Z. Vocational Rehabilitation—A process whereby a skilled professional utilizes the case management process to address the medical and vocational services necessary to facilitate a disabled individual’s expedient return to suitable employment.
Applicability to CMSA’S Standards of Practice
A. The Case Management Society of America (CMSA) describes in its standards of practice for case management (CMSA, 2010) that case management practice extends across all health care settings, including payer, provider, government, employer, community, and home environment. It also explains that the role of a case manager may be assumed by individuals from a variety of professional disciplines including nursing, social work, and vocational rehabilitation counseling.
B. It is known that the roots of case management are about a century old. The practice, however, has evolved over time and gained increased attention based on the sociopolitical dynamics of the health care environment in the United States. Understanding the historical background of this practice by case managers is essential for professional standing in society and the health care industry. The CMSA’s standards of practice also evolved over time and have been affected by the changes in the health care environment, which have occurred over the past three decades.

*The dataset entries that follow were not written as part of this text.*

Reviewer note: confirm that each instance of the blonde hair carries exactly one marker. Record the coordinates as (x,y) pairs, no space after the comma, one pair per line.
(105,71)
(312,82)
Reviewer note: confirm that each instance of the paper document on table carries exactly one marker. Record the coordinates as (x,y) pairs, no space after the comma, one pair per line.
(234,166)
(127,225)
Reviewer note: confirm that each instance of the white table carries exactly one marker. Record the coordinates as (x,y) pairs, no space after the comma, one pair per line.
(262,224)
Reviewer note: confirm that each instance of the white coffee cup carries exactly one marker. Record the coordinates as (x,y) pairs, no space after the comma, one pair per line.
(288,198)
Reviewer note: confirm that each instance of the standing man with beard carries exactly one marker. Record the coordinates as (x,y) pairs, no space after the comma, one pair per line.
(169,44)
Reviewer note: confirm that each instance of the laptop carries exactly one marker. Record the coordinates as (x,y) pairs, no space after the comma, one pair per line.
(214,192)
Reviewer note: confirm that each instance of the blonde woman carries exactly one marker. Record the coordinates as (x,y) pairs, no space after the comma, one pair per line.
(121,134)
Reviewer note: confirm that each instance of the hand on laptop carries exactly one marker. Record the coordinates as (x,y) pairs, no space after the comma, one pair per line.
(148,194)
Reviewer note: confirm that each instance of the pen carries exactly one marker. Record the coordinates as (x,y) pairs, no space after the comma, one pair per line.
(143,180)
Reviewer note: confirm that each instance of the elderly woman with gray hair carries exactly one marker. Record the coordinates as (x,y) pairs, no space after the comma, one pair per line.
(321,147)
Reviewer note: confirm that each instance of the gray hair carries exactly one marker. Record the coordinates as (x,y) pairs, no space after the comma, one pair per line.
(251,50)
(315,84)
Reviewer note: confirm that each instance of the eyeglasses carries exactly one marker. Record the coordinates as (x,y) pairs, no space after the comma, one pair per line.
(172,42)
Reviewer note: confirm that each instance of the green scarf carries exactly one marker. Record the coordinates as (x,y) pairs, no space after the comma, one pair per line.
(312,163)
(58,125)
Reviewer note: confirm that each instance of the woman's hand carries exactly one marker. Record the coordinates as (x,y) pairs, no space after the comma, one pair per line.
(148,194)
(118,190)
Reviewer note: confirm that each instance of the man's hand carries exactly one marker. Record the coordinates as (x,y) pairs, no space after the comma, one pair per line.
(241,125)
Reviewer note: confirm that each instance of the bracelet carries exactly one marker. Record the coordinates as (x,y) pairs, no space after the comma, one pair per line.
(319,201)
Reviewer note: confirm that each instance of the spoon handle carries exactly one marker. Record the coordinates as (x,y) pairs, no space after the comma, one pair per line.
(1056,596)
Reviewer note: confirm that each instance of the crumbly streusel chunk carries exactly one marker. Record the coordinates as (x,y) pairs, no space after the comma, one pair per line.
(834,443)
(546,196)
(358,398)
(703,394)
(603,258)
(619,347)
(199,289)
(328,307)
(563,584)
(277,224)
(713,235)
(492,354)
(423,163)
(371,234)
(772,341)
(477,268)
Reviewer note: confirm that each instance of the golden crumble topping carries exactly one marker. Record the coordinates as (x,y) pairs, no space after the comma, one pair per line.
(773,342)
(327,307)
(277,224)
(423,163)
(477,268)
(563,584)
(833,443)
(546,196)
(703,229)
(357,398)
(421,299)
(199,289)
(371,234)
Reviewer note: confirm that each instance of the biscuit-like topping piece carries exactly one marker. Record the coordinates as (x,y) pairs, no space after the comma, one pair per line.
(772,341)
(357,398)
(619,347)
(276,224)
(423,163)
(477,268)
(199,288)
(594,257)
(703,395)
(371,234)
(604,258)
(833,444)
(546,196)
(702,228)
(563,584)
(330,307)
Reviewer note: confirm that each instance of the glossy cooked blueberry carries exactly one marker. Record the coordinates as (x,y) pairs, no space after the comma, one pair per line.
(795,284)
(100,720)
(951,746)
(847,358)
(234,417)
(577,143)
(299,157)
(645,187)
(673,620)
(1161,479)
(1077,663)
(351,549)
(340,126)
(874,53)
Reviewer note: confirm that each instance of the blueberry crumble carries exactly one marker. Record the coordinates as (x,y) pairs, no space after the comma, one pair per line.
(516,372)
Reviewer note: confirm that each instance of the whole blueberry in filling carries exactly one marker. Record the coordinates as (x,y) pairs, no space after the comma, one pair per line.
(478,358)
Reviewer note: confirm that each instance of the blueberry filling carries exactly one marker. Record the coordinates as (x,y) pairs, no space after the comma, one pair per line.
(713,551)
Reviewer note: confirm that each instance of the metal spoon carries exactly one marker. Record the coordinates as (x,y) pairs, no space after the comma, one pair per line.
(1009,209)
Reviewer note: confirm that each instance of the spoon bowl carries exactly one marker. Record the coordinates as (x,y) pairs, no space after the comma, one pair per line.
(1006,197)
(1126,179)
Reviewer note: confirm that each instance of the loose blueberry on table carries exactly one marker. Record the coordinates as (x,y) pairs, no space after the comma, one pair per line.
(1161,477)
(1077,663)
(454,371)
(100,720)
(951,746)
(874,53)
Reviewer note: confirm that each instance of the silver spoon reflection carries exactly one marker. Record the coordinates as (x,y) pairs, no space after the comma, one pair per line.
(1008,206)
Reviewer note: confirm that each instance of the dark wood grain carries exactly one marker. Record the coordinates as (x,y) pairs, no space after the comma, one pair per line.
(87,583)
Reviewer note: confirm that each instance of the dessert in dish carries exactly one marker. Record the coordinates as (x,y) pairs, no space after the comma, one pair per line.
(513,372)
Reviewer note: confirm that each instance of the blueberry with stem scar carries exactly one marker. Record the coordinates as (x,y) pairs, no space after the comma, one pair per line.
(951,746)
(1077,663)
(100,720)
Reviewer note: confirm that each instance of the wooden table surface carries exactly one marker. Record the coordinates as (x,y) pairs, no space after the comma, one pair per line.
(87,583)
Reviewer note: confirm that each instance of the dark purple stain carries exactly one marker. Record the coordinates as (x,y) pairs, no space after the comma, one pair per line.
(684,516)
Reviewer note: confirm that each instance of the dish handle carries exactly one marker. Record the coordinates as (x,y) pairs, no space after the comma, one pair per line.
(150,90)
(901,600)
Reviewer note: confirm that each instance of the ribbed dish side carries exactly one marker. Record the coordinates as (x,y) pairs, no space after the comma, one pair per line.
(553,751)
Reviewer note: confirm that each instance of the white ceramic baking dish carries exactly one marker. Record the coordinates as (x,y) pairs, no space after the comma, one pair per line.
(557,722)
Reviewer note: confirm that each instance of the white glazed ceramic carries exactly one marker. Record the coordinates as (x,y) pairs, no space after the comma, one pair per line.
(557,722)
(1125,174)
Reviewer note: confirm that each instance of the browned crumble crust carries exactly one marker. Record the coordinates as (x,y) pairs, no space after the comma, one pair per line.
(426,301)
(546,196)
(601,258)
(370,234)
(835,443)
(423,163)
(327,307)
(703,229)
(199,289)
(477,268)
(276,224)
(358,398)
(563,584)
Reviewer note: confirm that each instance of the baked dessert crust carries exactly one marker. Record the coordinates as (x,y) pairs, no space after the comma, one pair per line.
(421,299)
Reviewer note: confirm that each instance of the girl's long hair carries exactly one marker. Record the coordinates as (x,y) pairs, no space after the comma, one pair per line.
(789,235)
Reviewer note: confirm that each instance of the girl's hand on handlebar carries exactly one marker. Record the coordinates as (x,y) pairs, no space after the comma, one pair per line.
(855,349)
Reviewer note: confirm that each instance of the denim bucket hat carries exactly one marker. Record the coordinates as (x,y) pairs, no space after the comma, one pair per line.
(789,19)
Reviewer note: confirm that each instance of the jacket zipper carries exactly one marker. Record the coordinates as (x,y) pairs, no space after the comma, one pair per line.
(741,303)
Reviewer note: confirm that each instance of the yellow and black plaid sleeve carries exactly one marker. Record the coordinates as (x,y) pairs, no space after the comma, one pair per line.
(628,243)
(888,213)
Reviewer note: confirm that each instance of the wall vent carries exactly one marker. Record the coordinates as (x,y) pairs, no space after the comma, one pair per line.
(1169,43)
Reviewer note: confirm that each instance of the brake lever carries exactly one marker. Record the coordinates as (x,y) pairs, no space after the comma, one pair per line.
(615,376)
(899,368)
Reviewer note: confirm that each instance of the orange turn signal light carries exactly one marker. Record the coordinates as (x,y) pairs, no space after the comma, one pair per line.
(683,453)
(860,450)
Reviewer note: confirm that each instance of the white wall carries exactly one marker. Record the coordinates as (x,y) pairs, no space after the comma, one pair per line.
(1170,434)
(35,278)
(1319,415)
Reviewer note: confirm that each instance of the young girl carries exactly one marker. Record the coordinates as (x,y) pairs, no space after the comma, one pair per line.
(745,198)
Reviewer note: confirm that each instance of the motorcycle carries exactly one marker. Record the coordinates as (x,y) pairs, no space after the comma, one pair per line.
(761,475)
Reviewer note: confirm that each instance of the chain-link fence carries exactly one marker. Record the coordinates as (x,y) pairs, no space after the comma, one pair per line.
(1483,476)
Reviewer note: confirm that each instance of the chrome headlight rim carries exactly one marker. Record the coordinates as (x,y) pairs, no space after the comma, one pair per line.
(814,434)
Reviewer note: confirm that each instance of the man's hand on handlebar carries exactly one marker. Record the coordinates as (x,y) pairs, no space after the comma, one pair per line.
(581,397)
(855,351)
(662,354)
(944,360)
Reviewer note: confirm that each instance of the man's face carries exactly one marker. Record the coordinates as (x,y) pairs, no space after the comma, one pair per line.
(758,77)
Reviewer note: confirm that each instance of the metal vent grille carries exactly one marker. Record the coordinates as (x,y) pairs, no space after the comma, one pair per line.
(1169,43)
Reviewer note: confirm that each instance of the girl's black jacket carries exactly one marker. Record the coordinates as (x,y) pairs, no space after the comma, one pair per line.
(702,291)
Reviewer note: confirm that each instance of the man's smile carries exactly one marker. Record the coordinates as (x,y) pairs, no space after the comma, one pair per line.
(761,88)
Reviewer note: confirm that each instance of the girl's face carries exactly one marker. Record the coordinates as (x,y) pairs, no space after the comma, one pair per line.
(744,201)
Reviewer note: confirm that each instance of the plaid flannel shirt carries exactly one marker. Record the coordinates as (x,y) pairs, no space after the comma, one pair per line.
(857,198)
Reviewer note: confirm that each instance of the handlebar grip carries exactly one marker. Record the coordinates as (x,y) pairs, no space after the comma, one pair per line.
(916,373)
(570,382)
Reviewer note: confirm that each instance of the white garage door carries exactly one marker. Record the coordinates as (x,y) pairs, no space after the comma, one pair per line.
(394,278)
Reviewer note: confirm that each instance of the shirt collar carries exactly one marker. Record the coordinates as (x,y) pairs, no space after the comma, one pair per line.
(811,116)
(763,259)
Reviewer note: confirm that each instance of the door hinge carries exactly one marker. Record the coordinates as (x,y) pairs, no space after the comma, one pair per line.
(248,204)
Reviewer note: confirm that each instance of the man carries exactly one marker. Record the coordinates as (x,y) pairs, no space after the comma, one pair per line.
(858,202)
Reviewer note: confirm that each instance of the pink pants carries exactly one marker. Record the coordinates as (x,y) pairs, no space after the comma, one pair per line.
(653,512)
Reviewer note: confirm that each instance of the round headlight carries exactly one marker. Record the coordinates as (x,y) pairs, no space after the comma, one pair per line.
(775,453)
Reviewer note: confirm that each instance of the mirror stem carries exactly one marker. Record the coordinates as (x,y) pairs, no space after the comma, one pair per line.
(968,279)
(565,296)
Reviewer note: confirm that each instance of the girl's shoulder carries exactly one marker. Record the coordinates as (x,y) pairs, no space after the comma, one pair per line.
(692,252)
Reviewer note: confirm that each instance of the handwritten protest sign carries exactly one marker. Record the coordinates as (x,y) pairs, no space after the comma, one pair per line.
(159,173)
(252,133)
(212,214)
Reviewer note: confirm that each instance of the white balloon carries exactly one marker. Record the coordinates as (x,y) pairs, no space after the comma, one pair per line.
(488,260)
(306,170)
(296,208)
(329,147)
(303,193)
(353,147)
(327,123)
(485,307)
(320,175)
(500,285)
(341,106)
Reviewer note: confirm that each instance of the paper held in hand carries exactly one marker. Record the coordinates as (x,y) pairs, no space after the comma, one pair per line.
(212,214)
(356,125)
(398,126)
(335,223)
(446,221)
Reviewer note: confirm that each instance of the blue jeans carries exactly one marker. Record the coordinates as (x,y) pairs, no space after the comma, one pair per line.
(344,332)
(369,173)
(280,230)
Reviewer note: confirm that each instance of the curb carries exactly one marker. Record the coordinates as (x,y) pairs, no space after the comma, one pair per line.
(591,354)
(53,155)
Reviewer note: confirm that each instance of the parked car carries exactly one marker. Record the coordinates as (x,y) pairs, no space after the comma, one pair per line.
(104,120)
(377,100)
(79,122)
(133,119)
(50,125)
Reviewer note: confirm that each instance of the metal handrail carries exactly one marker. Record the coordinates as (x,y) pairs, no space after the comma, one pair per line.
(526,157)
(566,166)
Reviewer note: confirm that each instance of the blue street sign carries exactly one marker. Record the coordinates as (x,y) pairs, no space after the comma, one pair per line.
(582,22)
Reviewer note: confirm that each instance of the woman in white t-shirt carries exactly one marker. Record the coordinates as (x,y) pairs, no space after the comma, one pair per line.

C. This chapter contains historical background, which outlines the underpinnings of modern case management practice. The CMSA Standards of Practice highlights pertinent to this chapter include the following: Philosophy and Guiding Principles, Definition of Case Management, and Client Selection Process for Case Management Standard.
Factors for the Rapid Growth of Case Management
A. Cost of health care—Increasing amount of the gross domestic product (GDP) that goes toward health care. In the early 1990s, one-seventh of the U.S. GDP went toward the payment for health care (Cohen, 1996).
The U.S. health care spending grew 3.6% in 2013, reaching $2.9 trillion or $9,255 per person. As a share of the nation’s GDP, health spending accounted for 17.4% (Centers for Medicare and Medicaid Services, 2015).
The U.S. health care spending grew 3.6% in 2013, reaching $2.9 trillion or $9,255 per person. As a share of the nation’s GDP, health spending accounted for 17.4% (Centers for Medicare and Medicaid Services, 2015).
B. Increasing consumerism secondary to more accessible information, increased expectations of patient involvement on the part of health plans, shift of health care onto financing onto consumers, and negative repercussions of managed care.
C. New emphasis on evidence-based health care reimbursement by health plans.
D. Information explosion through expansive use of electronic communication technology, digital tools, and social media.